You're in luck if you've ever wondered where the wooden jigsaw puzzle came from. The earliest wooden jigsaws and their production process, as well as the future of the puzzle industry, are only two of the fascinating topics covered in this book.
Ancient wooden jigsaw puzzles were used to educate both young and old about the world's regions. They were also much enjoyed as a leisure activity. After WWII, however, demand for wooden jigsaws plummeted.
Cedar and mahogany were the woods of choice for the earliest jigsaws. They came with a miniature map of the world and were packaged in a red box. Additionally, each piece has a cut edge. In this way, assembly was simplified.
More intricate and vibrant puzzles were produced as time went on. Sales increased dramatically during the Great Depression. The riddles quickly became popular with advertisers. They were able to advertise their wares at a low cost. A daily puzzle might be purchased at a pharmacy for three to ten cents.
John Spilsbury created the first jigsaws for sale in 1760. He lectured on the English language. Ch. Smith, his engraver, created the complex maps used in the puzzles.
Jacob Shaffer was another jigsaw maker. They were up against other major producers in the market. They used a marquetry saw to chop up a map and put it on the wood, as opposed to painting an image on a flat piece of wood.
Wooden jigsaw puzzles have been around for centuries, but much of that time has been spent on the development of whimsical designs. Cut from a variety of materials and designed to seem like anything from cartoon characters to real animals, "whimsy shapes" are the perfect addition to any party. These pieces often correspond to a picture on the puzzle and take the form of geometric figures.
Intricate forms were first added to hand-cut wooden puzzles in the nineteenth century. In due time, tredle jigsaws were created, which made it possible to cut intricate patterns.
The "dissected map" problem created by John Spilsbury is considered to be one of the oldest jigsaw puzzles. A map of England, placed on lightweight wood. It debuted to the world in 1762. It was advertised as a puzzle that would help kids learn about the world.
Wooden puzzles rose to prominence in the late 1800s, both as a pastime and an investment in one's social standing. Puzzles were even swapped or borrowed by a few. They might also be bought if desired.
In the Midst of the Great Despair
Due to the widespread loss of employment during the Great Depression, jigsaw puzzles were a popular pastime for many Americans.
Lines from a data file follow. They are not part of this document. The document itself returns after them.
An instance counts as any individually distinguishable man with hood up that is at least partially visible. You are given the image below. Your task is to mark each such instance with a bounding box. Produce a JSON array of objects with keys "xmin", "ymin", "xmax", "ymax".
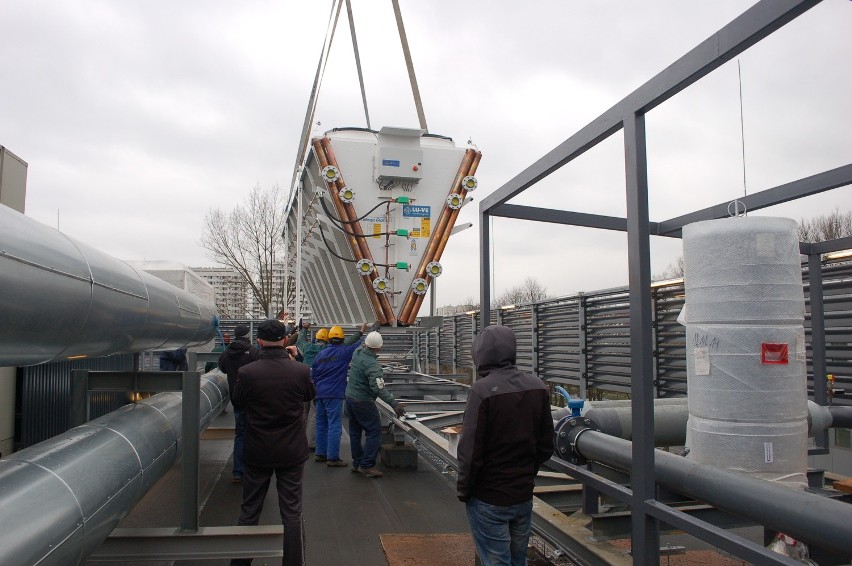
[
  {"xmin": 219, "ymin": 324, "xmax": 257, "ymax": 483},
  {"xmin": 456, "ymin": 326, "xmax": 553, "ymax": 566}
]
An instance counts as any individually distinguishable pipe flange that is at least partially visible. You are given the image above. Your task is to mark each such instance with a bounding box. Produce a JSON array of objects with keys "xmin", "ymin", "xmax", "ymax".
[{"xmin": 553, "ymin": 416, "xmax": 600, "ymax": 466}]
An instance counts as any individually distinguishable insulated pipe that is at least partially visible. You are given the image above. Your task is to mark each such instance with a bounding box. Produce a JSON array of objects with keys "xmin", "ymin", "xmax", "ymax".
[
  {"xmin": 0, "ymin": 372, "xmax": 228, "ymax": 566},
  {"xmin": 0, "ymin": 205, "xmax": 216, "ymax": 366},
  {"xmin": 321, "ymin": 138, "xmax": 396, "ymax": 325},
  {"xmin": 312, "ymin": 138, "xmax": 387, "ymax": 324},
  {"xmin": 553, "ymin": 398, "xmax": 852, "ymax": 446},
  {"xmin": 808, "ymin": 401, "xmax": 852, "ymax": 436},
  {"xmin": 399, "ymin": 149, "xmax": 482, "ymax": 324},
  {"xmin": 399, "ymin": 149, "xmax": 476, "ymax": 324},
  {"xmin": 572, "ymin": 429, "xmax": 852, "ymax": 553}
]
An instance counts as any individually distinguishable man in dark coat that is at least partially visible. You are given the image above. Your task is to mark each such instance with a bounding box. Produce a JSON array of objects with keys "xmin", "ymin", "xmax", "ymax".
[
  {"xmin": 456, "ymin": 326, "xmax": 553, "ymax": 566},
  {"xmin": 219, "ymin": 324, "xmax": 257, "ymax": 483},
  {"xmin": 231, "ymin": 320, "xmax": 316, "ymax": 566}
]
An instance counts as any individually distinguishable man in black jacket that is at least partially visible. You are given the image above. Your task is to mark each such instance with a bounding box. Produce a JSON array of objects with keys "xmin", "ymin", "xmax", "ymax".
[
  {"xmin": 231, "ymin": 320, "xmax": 316, "ymax": 566},
  {"xmin": 456, "ymin": 326, "xmax": 553, "ymax": 566},
  {"xmin": 219, "ymin": 324, "xmax": 257, "ymax": 483}
]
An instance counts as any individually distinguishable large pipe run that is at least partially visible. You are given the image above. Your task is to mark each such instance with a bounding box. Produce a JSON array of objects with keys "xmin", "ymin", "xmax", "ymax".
[
  {"xmin": 557, "ymin": 427, "xmax": 852, "ymax": 553},
  {"xmin": 553, "ymin": 398, "xmax": 852, "ymax": 446},
  {"xmin": 0, "ymin": 205, "xmax": 216, "ymax": 366},
  {"xmin": 312, "ymin": 138, "xmax": 393, "ymax": 325},
  {"xmin": 0, "ymin": 372, "xmax": 228, "ymax": 566}
]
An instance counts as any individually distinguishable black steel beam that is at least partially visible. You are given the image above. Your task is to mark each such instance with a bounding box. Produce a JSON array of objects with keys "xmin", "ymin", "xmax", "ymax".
[
  {"xmin": 88, "ymin": 525, "xmax": 284, "ymax": 563},
  {"xmin": 479, "ymin": 0, "xmax": 819, "ymax": 213},
  {"xmin": 656, "ymin": 164, "xmax": 852, "ymax": 237}
]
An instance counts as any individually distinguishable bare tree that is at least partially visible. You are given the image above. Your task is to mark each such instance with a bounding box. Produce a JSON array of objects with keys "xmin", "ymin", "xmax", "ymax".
[
  {"xmin": 493, "ymin": 277, "xmax": 549, "ymax": 307},
  {"xmin": 799, "ymin": 208, "xmax": 852, "ymax": 243},
  {"xmin": 200, "ymin": 185, "xmax": 285, "ymax": 316},
  {"xmin": 651, "ymin": 256, "xmax": 684, "ymax": 281}
]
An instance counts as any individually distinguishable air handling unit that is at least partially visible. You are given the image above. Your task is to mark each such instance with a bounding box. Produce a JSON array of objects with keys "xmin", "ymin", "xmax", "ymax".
[{"xmin": 285, "ymin": 127, "xmax": 481, "ymax": 326}]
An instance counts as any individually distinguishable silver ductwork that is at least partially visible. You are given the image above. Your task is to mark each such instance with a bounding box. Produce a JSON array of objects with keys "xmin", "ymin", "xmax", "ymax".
[
  {"xmin": 0, "ymin": 205, "xmax": 217, "ymax": 366},
  {"xmin": 0, "ymin": 372, "xmax": 228, "ymax": 566}
]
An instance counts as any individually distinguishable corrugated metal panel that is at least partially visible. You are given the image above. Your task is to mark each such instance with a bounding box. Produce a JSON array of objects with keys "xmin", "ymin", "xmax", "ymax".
[
  {"xmin": 803, "ymin": 260, "xmax": 852, "ymax": 406},
  {"xmin": 18, "ymin": 354, "xmax": 133, "ymax": 448},
  {"xmin": 431, "ymin": 260, "xmax": 852, "ymax": 406},
  {"xmin": 653, "ymin": 283, "xmax": 686, "ymax": 397}
]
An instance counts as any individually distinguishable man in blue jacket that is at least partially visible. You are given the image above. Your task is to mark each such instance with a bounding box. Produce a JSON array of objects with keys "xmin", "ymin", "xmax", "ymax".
[{"xmin": 311, "ymin": 324, "xmax": 367, "ymax": 467}]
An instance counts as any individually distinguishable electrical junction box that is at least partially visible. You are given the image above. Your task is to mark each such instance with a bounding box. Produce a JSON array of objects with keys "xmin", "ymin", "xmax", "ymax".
[{"xmin": 375, "ymin": 127, "xmax": 426, "ymax": 183}]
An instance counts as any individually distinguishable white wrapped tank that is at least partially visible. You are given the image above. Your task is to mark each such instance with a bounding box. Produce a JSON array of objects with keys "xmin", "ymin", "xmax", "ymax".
[
  {"xmin": 683, "ymin": 217, "xmax": 808, "ymax": 488},
  {"xmin": 285, "ymin": 127, "xmax": 481, "ymax": 325}
]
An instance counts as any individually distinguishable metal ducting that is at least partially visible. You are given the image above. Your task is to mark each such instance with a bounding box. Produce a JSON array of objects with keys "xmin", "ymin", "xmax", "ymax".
[
  {"xmin": 0, "ymin": 205, "xmax": 216, "ymax": 366},
  {"xmin": 0, "ymin": 372, "xmax": 228, "ymax": 566}
]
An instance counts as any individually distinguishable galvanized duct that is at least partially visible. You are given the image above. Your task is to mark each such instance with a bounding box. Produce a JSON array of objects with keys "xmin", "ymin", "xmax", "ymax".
[
  {"xmin": 0, "ymin": 372, "xmax": 228, "ymax": 566},
  {"xmin": 0, "ymin": 205, "xmax": 216, "ymax": 366}
]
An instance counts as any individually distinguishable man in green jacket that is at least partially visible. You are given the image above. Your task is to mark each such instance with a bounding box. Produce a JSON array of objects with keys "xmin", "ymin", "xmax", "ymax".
[{"xmin": 346, "ymin": 332, "xmax": 405, "ymax": 478}]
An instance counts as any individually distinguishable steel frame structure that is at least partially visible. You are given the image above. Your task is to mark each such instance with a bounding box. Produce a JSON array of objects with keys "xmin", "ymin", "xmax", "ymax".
[{"xmin": 479, "ymin": 0, "xmax": 852, "ymax": 564}]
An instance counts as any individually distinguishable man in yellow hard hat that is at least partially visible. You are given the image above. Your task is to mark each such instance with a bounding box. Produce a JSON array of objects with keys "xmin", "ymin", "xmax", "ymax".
[
  {"xmin": 296, "ymin": 320, "xmax": 336, "ymax": 452},
  {"xmin": 311, "ymin": 324, "xmax": 367, "ymax": 467}
]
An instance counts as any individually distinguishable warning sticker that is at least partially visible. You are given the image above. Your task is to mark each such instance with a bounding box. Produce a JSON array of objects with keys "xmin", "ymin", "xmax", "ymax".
[
  {"xmin": 796, "ymin": 334, "xmax": 806, "ymax": 362},
  {"xmin": 755, "ymin": 234, "xmax": 775, "ymax": 257},
  {"xmin": 692, "ymin": 348, "xmax": 710, "ymax": 375},
  {"xmin": 760, "ymin": 342, "xmax": 790, "ymax": 365}
]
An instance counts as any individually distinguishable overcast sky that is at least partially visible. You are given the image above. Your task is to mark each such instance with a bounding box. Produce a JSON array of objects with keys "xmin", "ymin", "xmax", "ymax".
[{"xmin": 0, "ymin": 0, "xmax": 852, "ymax": 316}]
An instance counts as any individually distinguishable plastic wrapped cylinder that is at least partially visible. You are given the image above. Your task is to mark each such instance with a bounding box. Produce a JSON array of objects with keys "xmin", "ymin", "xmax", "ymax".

In 1908, you could pay $5 for a puzzle with 500 pieces. In the 1930s, a puzzle with 300 pieces cost only 25 cents.
If a family during the Great Depression did not have the money to buy a jigsaw puzzle, they may obtain a pirated copy or borrow one from the library. Puzzles, like shampoo and toothbrushes, were provided free of charge by libraries. After losing their jobs, some artisans turned to cutting jigsaw puzzles in their spare time.
Wooden jigsaw puzzles were the norm in the late 1800s. These were at first made using hand-cutting techniques. However, die-cutting methods allowed for more efficiency in the process later on.
In the early 20th century, cardboard replaced wooden packaging. As a result, they were able to cut back on expenses and speed up production, resulting in more puzzles for less money. They were also more visually appealing.
The cost of a wooden jigsaw puzzle eventually reduced to a tenth of what it had been. Jigsaw puzzles become very popular.
Wood was a common choice for puzzles before the war since it was inexpensive and long-lasting. But after the war, demand for wooden jigsaws began to dwindle. Cardboard was substituted for wood in production. Cardboard puzzles were simple to manufacture in large quantities and didn't cost much to build.
During the Great Depression, puzzles enjoyed unprecedented popularity in the United States. Due to the high rate of unemployment, many individuals looked to inexpensive forms of home entertainment to help pass the time. Rental prices for puzzles at pharmacies ranged from 3 cents to 10 cents per day, depending on the difficulty of the challenge.
The Springbok Company was a pioneer in the puzzle market. The firm created authentic looking copies of famous paintings. They were also experts in making bespoke puzzles. Royalty and business magnates were among their clientele.
During the Great Depression, the idea for Par Puzzles was conceived. The company's specialty was producing puzzles with unique shapes. It targeted celebrities and the rich in its advertising. Stores like Sears and Department 56 carried the company's "Victory" puzzles in the 1950s.